We also have a few secondary goals we’d hope the solution achieves:

  • Privacy of the invalid traffic (IVT) detector: Ideally, a client should not be able to use the output of this system to learn anything about the reporting origin’s invalid traffic detector (and therefore, learn how to bypass it more easily). In other words, the output of the IVT detector should be private to the client.

  • Limit the attack scope for bad actors that can bypass IVT detectors: The proposal leverages existing IVT detectors operated by the reporting endpoint. Any proposal should attempt to limit the attack scope even for adversaries that can craft requests to bypass detection.

  • No report mutation: It should not be possible for an attacker to mutate reports arbitrarily after they are generated by an honest client. Note this is only P2 because the API only works over HTTPS, so mutating reports from an honest client requires a very specific attacker with access to infrastructure owned by the reporting origin (or something like "read-only" malicious client malware).

Existing mitigations and practical threats

"No reports out of thin air" is not currently prevented in the API, without the proposal in this document. However, practical attacks on the system are challenging, as they require an adversary to have a deep understanding of the reporting origin’s key space in order to alter aggregate results. A much more practical attack is one closer to replaying honest reports, since it is fairly easy for an adversary to learn a set of honest reports via instrumented web browsing, and to replicate them.

Blind signatures overview

At a high level, Private State Tokens implements a blind signature-style operation:

BlindMessage := Blind(message)

BlindSignature := Sign(blindedMessage)

ClearSignature := Unblind(blindSignature)

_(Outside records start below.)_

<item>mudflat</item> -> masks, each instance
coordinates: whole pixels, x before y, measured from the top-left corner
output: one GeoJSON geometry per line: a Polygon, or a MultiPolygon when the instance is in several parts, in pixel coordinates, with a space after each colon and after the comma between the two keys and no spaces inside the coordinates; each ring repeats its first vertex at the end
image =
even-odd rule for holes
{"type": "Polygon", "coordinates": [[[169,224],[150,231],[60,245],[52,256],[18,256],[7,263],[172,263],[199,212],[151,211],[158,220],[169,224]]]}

Verify(message, ClearSignature) => boolean

In this document, we use the following terms:

  • Blinded token: Equivalent to the BlindMessage
  • Token: Equivalent to the (message, ClearSignature) pair

For simplicity, this omits the public/private metadata aspects of Private State Tokens which extend this basic primitive.

Reporting origin opt-in

In order for a reporting origin to use this feature, they must configure themselves as a Private State Token issuer, by publishing key commitments publicly (see issue 117 on the Private State Token repo, as this process is still being finalized).

API changes

sequenceDiagram
    participant B as Browser
    participant A as Adtech
    B->>A: Source ping
    A->>B: Source registration
    Note over A,B: Time passes
    B->>A: Trigger ping, bearing blinded id/dest
    A->>A: Check IVT filter
    A->>B: Trigger registration, with blind-signed id/dest
    B->>B: Verify signature and unblind id/dest + signature
    Note over A,B: Time passes
    B->>A: Send report alongside signature

Issuance

The token issuance protocol can only happen on trigger registration. For reporting origins that are configured to do Private State Token issuance, all new requests that have the Attribution-Reporting-Eligible request header with the trigger value will automatically attach a Sec-Attribution-Reporting-Private-State-Token header with a comma-separated list of blinded messages (which embeds the concatenation of the report_id and attribution_destination).

The reporting origin will inspect the request and decide whether it is valid, i.e. whether the origin suspects it is coming from a real, honest client and should therefore be allowed to generate attribution reports.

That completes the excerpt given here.